Reviews

Zanna Don’t!: A Musical Fairytale

In Coleridge’s famous poem, the eponymous Kubla Khan decreed a stately pleasure dome in Xanadu. In the ‘musical fairytale’ Zanna, Don’t! however, now receiving its London premiere, this pleasure dome takes the form of a high school in Heartsville, USA. The title may be contrived but this off-Broadway show has a genuine spring in its step.

Its flavour could best be described as Godspell meets Avenue Q – with all the joyous youthfulness one might associate with those shows – plus a heavy dollop of Cinderella. The fairytale element is important, for there is no other way to account for a lead character who possesses a magic wand that can spread love and happiness. Okay, there might be another way (stop sniggering at the back) but fairytale is more acceptable and it also encompasses the main gist of the plot.

The production takes place in a world where to be gay is the norm and to be straight is freaky.
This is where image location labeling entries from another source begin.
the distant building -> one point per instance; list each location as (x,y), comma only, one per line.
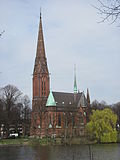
(55,113)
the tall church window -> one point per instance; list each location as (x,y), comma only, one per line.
(73,121)
(59,120)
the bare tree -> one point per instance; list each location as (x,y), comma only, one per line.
(109,10)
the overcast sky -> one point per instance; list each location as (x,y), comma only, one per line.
(72,36)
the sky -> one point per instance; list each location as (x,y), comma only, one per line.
(72,35)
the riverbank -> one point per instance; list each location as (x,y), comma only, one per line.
(46,141)
(43,141)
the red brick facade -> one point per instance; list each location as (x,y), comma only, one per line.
(59,120)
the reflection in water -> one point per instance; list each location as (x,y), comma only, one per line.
(76,152)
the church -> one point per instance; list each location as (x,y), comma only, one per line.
(55,114)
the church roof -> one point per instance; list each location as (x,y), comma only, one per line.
(63,99)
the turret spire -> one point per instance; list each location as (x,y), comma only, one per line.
(75,83)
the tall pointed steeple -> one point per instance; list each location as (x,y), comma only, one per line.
(40,73)
(75,83)
(40,44)
(88,97)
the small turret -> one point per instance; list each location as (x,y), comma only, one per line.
(88,97)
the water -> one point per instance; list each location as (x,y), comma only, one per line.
(77,152)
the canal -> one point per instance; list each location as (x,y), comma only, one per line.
(75,152)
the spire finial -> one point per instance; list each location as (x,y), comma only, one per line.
(75,84)
(40,12)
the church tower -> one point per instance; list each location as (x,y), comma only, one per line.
(40,73)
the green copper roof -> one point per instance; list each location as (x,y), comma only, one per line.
(51,100)
(75,84)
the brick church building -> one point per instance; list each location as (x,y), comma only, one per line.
(55,113)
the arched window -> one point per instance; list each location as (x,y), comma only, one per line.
(73,121)
(42,86)
(59,120)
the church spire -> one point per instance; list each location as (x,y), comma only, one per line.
(40,73)
(75,83)
(88,97)
(40,44)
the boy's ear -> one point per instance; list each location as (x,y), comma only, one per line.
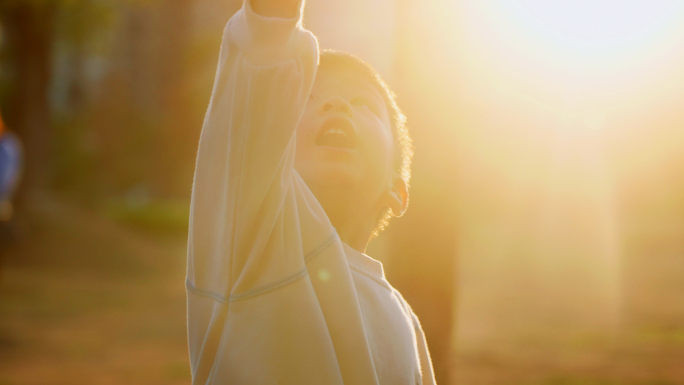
(398,196)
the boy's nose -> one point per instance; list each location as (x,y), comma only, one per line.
(337,104)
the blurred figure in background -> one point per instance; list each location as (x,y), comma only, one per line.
(10,174)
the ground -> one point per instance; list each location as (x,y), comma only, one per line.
(84,300)
(88,300)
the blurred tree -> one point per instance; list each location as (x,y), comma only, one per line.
(31,28)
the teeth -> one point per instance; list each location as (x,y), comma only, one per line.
(336,131)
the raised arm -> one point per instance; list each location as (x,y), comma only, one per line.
(285,9)
(246,152)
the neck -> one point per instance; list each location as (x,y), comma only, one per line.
(353,231)
(351,221)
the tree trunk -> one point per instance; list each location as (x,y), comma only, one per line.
(29,32)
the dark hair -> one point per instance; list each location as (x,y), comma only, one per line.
(337,60)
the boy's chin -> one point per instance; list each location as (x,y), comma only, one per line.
(332,176)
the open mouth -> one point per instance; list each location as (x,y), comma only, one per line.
(337,132)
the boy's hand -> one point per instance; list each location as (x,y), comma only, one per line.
(285,9)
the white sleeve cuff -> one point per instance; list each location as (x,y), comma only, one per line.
(268,40)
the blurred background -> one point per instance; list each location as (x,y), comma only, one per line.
(544,243)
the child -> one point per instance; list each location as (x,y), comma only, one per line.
(293,177)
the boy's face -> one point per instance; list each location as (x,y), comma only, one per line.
(345,142)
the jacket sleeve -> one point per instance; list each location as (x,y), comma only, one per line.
(427,372)
(246,152)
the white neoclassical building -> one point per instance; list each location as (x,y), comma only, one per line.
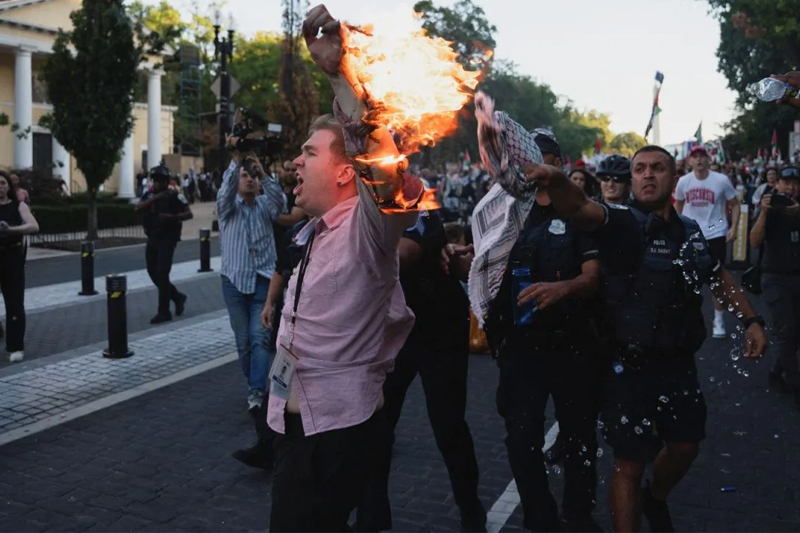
(28,29)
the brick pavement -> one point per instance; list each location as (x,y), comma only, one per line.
(58,330)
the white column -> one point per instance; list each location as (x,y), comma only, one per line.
(153,118)
(61,164)
(127,174)
(23,109)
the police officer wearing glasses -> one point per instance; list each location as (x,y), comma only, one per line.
(654,262)
(542,331)
(614,173)
(778,228)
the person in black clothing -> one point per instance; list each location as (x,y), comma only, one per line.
(438,350)
(549,352)
(16,220)
(164,211)
(654,262)
(777,229)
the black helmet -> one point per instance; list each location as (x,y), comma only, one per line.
(615,165)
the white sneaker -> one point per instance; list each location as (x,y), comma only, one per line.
(719,329)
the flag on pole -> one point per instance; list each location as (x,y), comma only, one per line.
(656,110)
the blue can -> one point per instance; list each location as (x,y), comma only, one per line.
(520,279)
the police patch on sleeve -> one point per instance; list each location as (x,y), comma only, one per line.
(558,227)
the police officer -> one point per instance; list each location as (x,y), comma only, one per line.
(614,173)
(545,343)
(778,229)
(164,211)
(654,262)
(438,350)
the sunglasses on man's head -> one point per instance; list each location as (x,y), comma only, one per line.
(790,173)
(615,179)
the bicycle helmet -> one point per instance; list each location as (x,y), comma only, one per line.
(615,165)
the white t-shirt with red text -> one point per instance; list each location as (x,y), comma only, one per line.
(705,202)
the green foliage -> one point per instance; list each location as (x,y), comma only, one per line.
(90,78)
(757,38)
(627,143)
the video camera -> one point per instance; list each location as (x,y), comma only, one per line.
(253,137)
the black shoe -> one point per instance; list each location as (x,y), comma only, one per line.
(656,512)
(180,304)
(473,519)
(579,524)
(259,456)
(160,318)
(777,383)
(556,453)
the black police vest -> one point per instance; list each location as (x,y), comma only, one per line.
(549,250)
(656,312)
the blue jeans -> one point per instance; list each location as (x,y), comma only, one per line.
(252,339)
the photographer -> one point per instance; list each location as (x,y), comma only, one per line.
(778,228)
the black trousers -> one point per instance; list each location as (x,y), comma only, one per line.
(12,283)
(318,479)
(782,296)
(158,255)
(444,380)
(531,372)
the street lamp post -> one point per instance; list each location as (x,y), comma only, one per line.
(223,50)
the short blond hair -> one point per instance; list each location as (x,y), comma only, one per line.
(329,123)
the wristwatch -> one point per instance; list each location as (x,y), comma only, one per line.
(755,319)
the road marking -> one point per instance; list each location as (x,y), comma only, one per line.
(507,503)
(108,401)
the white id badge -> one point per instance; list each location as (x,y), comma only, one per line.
(281,372)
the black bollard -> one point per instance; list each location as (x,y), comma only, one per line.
(205,251)
(116,287)
(87,269)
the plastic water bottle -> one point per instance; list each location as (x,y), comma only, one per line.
(770,89)
(520,279)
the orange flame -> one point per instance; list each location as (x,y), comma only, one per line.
(414,82)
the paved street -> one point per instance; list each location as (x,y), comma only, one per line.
(143,444)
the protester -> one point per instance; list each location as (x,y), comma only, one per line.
(438,350)
(16,221)
(653,264)
(777,227)
(705,197)
(164,211)
(248,263)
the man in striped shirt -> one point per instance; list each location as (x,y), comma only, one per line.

With one neat device society is turned on its head, giving rise to some jolly jokes (‘What are you doing tonight?’ ‘Oh the usual guy stuff: making brownies and watching Buffy.’) whilst also making a generalised plea for sexual tolerance.

The captain of the football team, Steve (Michael Cotton), falls for the real school hero, the captain of the chess team, Mike (Michael Stacey), but then finds himself unaccountably attracted to the captain of the mechanical bull-riding team, Kate (Kate Malyon)… And so on. It gets more complicated than that (as love does) and all is resolved in the end (as fairytales are), but not before everyone has been turned straight without their noticing.
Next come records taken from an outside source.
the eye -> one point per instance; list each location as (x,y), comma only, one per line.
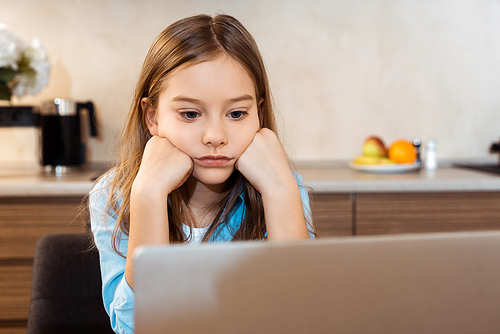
(237,114)
(189,114)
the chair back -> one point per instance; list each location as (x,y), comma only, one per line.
(66,294)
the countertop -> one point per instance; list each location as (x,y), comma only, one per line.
(344,179)
(33,180)
(26,180)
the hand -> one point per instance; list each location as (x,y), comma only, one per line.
(264,164)
(163,165)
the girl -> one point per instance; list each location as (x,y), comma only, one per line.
(200,160)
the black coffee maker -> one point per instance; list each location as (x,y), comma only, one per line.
(61,140)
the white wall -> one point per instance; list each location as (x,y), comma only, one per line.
(340,70)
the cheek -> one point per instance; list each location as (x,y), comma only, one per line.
(179,136)
(244,138)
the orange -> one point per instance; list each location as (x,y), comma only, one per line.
(402,151)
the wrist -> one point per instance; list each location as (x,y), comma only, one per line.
(281,191)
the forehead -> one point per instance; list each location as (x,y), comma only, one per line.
(222,77)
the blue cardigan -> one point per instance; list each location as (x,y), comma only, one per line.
(117,295)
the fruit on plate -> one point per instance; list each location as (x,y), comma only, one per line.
(374,147)
(366,160)
(402,151)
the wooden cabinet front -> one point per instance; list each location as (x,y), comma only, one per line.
(396,213)
(426,212)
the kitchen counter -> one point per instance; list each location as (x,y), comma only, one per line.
(32,180)
(29,180)
(345,180)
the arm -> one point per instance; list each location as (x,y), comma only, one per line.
(118,297)
(148,198)
(265,166)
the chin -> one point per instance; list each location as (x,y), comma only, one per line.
(213,176)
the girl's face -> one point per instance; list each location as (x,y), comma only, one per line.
(210,112)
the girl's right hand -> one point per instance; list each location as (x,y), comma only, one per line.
(163,167)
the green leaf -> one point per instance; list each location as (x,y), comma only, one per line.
(7,74)
(5,92)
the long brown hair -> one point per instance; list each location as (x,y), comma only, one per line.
(184,43)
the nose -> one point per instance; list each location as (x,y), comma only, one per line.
(215,133)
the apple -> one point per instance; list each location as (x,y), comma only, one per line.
(374,147)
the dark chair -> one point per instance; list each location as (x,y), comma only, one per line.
(66,290)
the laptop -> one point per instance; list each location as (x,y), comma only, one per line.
(426,283)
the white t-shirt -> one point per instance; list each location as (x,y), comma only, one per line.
(198,233)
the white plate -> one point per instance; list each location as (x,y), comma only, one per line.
(386,168)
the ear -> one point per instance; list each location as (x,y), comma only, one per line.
(261,113)
(150,116)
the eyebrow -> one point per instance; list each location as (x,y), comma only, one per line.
(183,98)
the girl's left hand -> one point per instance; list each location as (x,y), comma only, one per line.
(264,164)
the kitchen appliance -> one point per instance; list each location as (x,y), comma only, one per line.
(485,167)
(62,141)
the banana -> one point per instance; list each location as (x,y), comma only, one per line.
(366,160)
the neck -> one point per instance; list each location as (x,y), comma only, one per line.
(201,198)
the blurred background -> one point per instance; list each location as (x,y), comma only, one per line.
(340,70)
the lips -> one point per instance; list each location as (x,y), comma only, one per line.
(214,160)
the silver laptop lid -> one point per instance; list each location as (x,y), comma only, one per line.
(428,283)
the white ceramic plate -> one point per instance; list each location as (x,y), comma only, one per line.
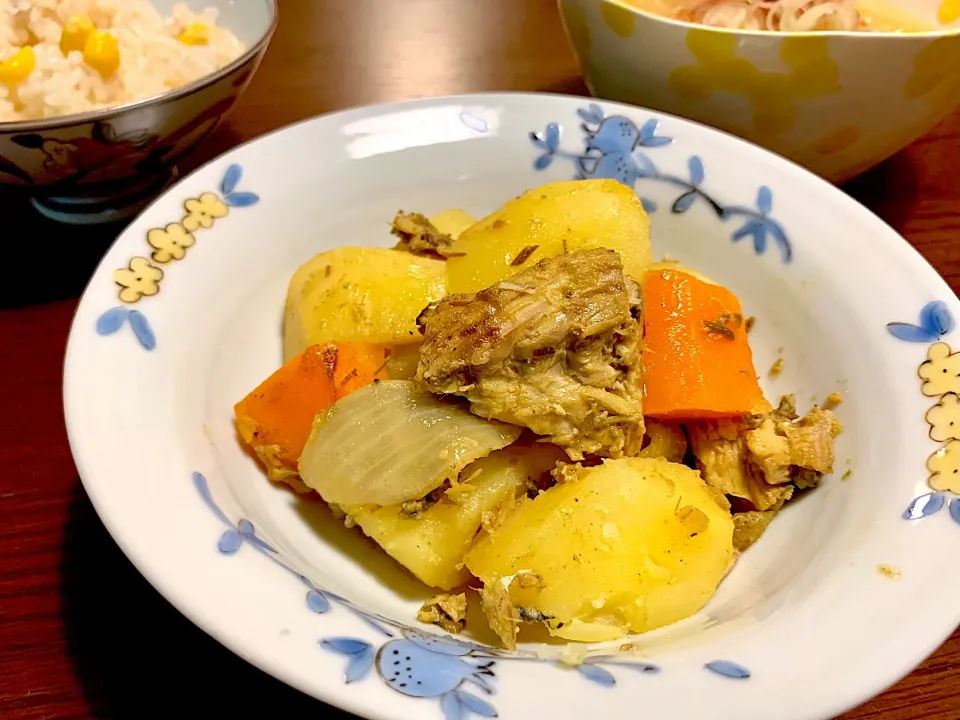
(849,589)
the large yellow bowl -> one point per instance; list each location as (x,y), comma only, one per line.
(835,102)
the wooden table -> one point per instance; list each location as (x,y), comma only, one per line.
(64,585)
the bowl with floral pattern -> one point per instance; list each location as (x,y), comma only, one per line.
(848,590)
(107,165)
(836,102)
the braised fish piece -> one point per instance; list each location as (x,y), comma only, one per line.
(554,348)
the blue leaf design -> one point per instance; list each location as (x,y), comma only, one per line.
(229,542)
(112,320)
(760,239)
(359,665)
(645,166)
(203,487)
(553,137)
(764,200)
(728,669)
(231,178)
(543,162)
(695,165)
(935,318)
(141,328)
(955,510)
(242,199)
(780,237)
(645,668)
(476,705)
(649,129)
(910,333)
(345,645)
(658,141)
(683,203)
(597,674)
(317,602)
(451,706)
(923,506)
(749,229)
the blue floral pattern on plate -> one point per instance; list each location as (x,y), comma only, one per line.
(940,376)
(417,664)
(616,148)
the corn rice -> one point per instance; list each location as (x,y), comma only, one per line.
(59,57)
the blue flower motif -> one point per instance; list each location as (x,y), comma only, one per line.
(420,665)
(955,510)
(591,114)
(936,320)
(728,669)
(613,149)
(477,124)
(924,506)
(423,667)
(360,656)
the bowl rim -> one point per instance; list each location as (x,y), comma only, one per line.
(636,10)
(92,116)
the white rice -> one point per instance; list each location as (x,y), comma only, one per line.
(152,60)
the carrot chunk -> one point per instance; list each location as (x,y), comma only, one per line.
(276,417)
(696,359)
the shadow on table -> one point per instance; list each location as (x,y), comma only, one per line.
(46,261)
(137,657)
(889,190)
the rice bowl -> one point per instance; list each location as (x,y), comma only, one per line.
(61,57)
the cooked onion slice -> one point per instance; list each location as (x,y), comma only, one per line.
(387,443)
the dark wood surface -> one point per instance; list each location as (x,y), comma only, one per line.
(82,635)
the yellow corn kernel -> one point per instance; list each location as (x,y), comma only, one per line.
(75,34)
(102,53)
(16,69)
(196,34)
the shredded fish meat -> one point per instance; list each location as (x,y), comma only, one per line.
(776,15)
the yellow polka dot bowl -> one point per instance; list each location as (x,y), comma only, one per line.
(835,102)
(107,165)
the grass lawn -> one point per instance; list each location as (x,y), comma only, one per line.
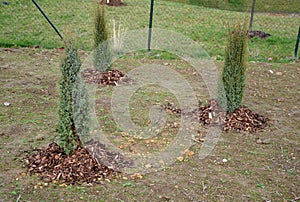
(23,25)
(263,166)
(253,172)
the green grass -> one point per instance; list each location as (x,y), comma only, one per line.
(23,25)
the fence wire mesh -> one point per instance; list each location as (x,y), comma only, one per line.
(203,21)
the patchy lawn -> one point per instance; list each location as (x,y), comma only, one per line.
(259,166)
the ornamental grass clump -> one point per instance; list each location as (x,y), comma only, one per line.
(233,74)
(102,49)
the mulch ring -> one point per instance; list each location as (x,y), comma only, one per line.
(53,165)
(113,3)
(259,34)
(109,78)
(242,119)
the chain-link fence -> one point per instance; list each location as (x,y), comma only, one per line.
(206,23)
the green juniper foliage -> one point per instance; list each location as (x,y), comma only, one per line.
(102,52)
(70,67)
(233,74)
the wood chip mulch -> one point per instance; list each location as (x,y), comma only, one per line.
(53,165)
(242,119)
(110,78)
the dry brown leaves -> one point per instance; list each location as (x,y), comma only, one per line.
(53,165)
(110,78)
(242,119)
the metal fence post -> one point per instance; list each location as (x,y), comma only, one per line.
(297,45)
(150,25)
(48,20)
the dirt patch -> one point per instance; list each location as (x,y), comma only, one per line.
(53,165)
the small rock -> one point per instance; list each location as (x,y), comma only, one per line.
(266,141)
(259,141)
(224,160)
(180,158)
(40,137)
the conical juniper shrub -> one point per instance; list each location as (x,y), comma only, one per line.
(233,74)
(70,67)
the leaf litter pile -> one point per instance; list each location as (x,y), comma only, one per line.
(53,165)
(109,78)
(242,119)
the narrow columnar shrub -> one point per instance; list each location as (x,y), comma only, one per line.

With book, music and lyrics by Tim Acito, the show has gathered plaudits in the US and Australia, but London audiences may take a little more persuading. Even if one can’t quite shake off the feeling that Zanna, Don’t! is just a little too cute for its own good, and trying too hard to be loved, it is lighthearted, tuneful and thoroughly good fun, delivered by a young, zesty cast of 12, who dance and sing for all they are worth. If a high school musical with a difference is your thing, this is a collectors’ item.